2012-01-13 23:01:00 | 韓国の小学生~高校生向き小説・物語
       

 先に結論を書いておきます。黄晳暎(황석영.ファン・ソギョン)の短編集「砂村の子どもたち(모랫말 아이들)」を読んだのは大正解! 読みやすく、かつおもしろい、というより感動的な本でした。「パリデギ」も読み応えがありましたが、この本でさらに私ヌルボの中で黄晳暎の評価がアップしました。

 12月に読んだ「ねこぐち村の子どもたち(괭이부리말 아이들)」に続いて手に取った韓国書がこの本です。

 さて、上記2つの本の共通点はいくつもあります。
①書名中の4文字が同じ。(日本語訳はそれ以上。) 
②どちらも児童書。
③どちらもMBCテレビの「本を読もう 選定図書(MBC느낌표 선정도서)」になっています。
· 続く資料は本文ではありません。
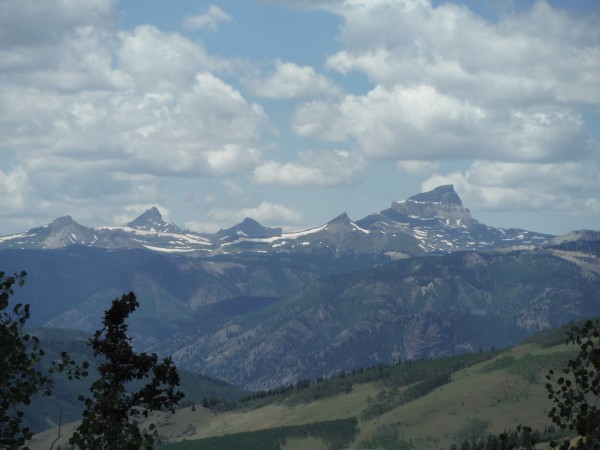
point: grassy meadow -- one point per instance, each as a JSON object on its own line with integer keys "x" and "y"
{"x": 418, "y": 405}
 ・・・ということで、たぶんおもしろいだろう、と見当をつけて読み始めたところ、さらに・・・

④どちらも、特定の地域に暮らす子どもたちを描きながら、そこに反映されている現代韓国の歴史と社会の一端をうかがい知ることができる。 
⑤どちらも文章が読みやすい。構成も、「ねこぐち村の~」は短い章に分けて書かれている。「砂村の~」は短編集だが主人公は同じで、10編の作品すべてに通底するものがある。どちらも挿絵だけのページもあったりして、早く読み進むことができる。


 ・・・という点も共通していました。

 どちらも良い作品で、順位や評点をつけるのもいかがなものかと思われますが、「砂村の~」の方は문학동네社の<어른을 위한 동화(おとなのための童話>というシリーズ名が内容を規定しているのか、「おとな」のヌルボとしては良書っぽくない点と<文学的感興>といった観点から、「砂村の~」により深い感銘を受けました。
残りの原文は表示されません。